Schlüters im Fulufjället

Heute stand der zweite Nationalpark auf unserem Plan. Nach einer entspannten Nacht am rauschenden Wasserfall mussten wir nur ne knappe halbe Stunde fahren, um beim Nationalpark anzukommen.

Abschied von unserem Herzens-Stellplatz auf dieser Tour

Leider haben wir ein bisschen zu lang noch „rumgedödelt“ vor der Abfahrt (Frösche gefangen, Blaubeeren gepflückt), so dass wir zur Maintime gegen 11.30 beim Parkplatz ankamen. Es war ordentlich was los. Wir hatten aber insofern Glück, dass wir mit dem Womo da waren – denn so konnten wir an den an der Straße parkenden Autos bis zum Womo-Parkplatz durchfahren (Übernachten ist hier im Gegensatz zu Store Mosse nicht erlaubt).

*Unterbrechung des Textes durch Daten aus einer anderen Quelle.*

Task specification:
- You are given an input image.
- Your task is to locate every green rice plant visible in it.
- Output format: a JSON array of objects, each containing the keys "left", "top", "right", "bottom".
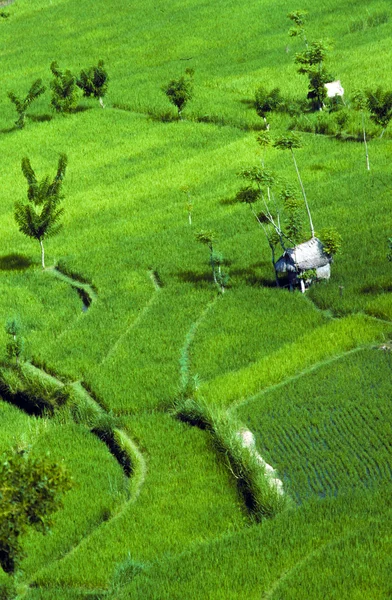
[
  {"left": 204, "top": 315, "right": 389, "bottom": 406},
  {"left": 118, "top": 484, "right": 391, "bottom": 600},
  {"left": 236, "top": 349, "right": 392, "bottom": 502},
  {"left": 173, "top": 398, "right": 288, "bottom": 521},
  {"left": 8, "top": 79, "right": 46, "bottom": 129},
  {"left": 0, "top": 567, "right": 16, "bottom": 600},
  {"left": 34, "top": 413, "right": 248, "bottom": 589}
]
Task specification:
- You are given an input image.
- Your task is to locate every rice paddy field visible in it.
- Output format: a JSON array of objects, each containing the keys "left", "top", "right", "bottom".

Im Nationalpark verlief es sich dann aber doch recht gut mit den Besuchermassen. Das Naturum (Besucherzentrum) war leider aufgrund von Corona geschlossen, aber ein kleiner Stand davor verkaufte doch Jans Patches: sein erklärtes Ziel: von jedem Park, den wir besuchen, bringt er sich welche mit. Aus Norwegen und Finnland hat er auch schon welche…

Wir entschlossen uns, den 4km Rundweg zu nehmen, der direkt am großen Wasserfall vorbei geht. Im Nachhinein hätten wir auch den 6 km Weg nehmen können – die Kids waren wieder gut drauf und motiviert. Kletterten über Wurzel und Steine, suchten einen Geocache, zapften frisches Trinkwasser an einer Quelle, liefen über breite Holzstege voraus (ein großer Teil des Weges ist komplett barrierefrei. Super!) .

Zum Abschluss unserer Tour gab’s Nudeln mit Tomatensoße im Womo und für jeden ein leckeres Eis

Beim nächsten Mal würden wir auch Grillgut und Holzkohle mitnehmen – mehrere Feuerstellen säumen den Weg und man kann überall wunderbar picknicken. Wirklich schön angelegt das Ganze.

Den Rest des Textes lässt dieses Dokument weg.